The code below tries to run one inner-loop job with hyper-parameters: `learning rate` = 0.01, `batch size` = 32 and $n$ = 1. It only runs for one epoch.

In [86]:
cross_validation_main('mixed9', 0.01, 32, epoch=1, test_did=1, vali_did=2)

Working on combination: test=1, vali=2
	=> Start splitting data...
Start new training.
	=> Start training
epoch: 0, wait: 0, best: 0.524006990591685, current:0.524006990591685


In [98]:
result_dict = load(open('./temp/results_{}_{}_{}_{}_{}.json'.format(
    'mixed9', 0.01, 32, 1, 2), 'r'))

print("After 1 epoch of layer={}, lr={}, bs={}, test_id={} and vali_id={}, ".format(
    'mixed9', 0.01, 32, 1, 2), end='')
      
print("we have acc={:.4f} and auc={:.4f}, ap={:.4f}.".format(
    result_dict[str((1, 2))]['acc'],
    result_dict[str((1, 2))]['auc'],
    result_dict[str((1, 2))]['ap']))

After 1 epoch of layer=mixed9, lr=0.01, bs=32, test_id=1 and vali_id=2, we have acc=0.8625 and auc=0.9949, ap=0.9989.


Then, we can try to tune the hyper-parameters using nested cross-validation. In our study, we have hyper-parameter candidates: 

- `layers = ["mixed-1", "mixed0", ..., "mixed9"]`
- `lrs = [0.00001, 0.0001, 0.001, 0.01]`
- `batch_sizes = [8, 16, 32, 64]`

In this notebook, we can reduce the size for each hyper-parameter candidate to $2$. It still requires $2 \times 2 \times 2 \times 5 \times 4 = 160$ inner jobs.

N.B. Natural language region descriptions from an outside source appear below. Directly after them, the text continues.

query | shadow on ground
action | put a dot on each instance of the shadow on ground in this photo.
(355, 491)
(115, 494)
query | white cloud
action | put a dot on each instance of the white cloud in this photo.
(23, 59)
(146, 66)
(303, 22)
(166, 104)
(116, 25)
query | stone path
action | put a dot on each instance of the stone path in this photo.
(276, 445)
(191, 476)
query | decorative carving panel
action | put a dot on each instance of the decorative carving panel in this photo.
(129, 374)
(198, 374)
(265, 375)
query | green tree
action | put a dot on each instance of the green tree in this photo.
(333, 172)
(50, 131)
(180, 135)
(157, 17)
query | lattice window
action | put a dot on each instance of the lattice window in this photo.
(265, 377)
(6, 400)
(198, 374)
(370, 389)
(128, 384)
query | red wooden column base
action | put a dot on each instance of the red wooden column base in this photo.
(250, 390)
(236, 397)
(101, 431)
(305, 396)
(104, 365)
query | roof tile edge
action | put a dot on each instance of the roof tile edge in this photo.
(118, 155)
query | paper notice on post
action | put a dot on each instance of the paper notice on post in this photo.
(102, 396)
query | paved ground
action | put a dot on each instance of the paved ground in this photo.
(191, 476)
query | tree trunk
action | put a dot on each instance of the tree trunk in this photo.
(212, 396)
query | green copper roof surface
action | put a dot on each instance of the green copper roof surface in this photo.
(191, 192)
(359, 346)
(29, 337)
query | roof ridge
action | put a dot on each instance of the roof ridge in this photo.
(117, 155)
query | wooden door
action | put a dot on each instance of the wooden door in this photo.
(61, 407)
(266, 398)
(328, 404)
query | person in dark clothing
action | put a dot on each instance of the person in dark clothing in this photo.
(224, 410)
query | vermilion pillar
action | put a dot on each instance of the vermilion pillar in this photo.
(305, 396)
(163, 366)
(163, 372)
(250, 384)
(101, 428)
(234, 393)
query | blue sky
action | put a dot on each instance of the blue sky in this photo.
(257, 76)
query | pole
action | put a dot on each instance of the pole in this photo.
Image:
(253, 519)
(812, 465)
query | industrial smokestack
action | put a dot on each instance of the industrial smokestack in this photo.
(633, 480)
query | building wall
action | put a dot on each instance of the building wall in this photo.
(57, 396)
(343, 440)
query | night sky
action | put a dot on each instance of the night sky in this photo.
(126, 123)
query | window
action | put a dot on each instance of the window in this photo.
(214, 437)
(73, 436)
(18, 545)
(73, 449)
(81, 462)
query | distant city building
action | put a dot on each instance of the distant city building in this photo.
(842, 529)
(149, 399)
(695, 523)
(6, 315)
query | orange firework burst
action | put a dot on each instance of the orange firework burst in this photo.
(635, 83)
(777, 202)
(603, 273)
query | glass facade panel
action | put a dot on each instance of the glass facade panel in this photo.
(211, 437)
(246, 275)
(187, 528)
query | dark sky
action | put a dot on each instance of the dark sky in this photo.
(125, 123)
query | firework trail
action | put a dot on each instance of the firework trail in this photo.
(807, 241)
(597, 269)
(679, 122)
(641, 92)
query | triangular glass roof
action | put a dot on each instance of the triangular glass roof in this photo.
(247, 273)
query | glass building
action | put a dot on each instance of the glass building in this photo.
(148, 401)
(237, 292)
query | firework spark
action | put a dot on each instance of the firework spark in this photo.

Instead of using a nested for-loop to run $160$ jobs on one cluster, we recommend to split each inner-loop as an independent job and run jobs on different clusters. We will not run the code below in this notebook, but the results are merged and stored at `./resource/transfer_cv_results.json`.

In [84]:
layer_candidates = ['mixed8', 'mixed9']
lr_candidates = [0.001, 0.01]
bs_candidates = [16, 32]

# Grid search the best parameter
donors = [1, 2, 3, 5, 6]
for layer in layer_candidates:
    for lr in lr_candidates:
        for bs in bs_candidates:
            for test_did in donors:
                for vali_did in [i for i in donors if i != test_did]:
                    pass
#                    cross_validation_main(layer, lr, bs, epoch=500,
#                                          test_did=test_did, vali_did=vali_did)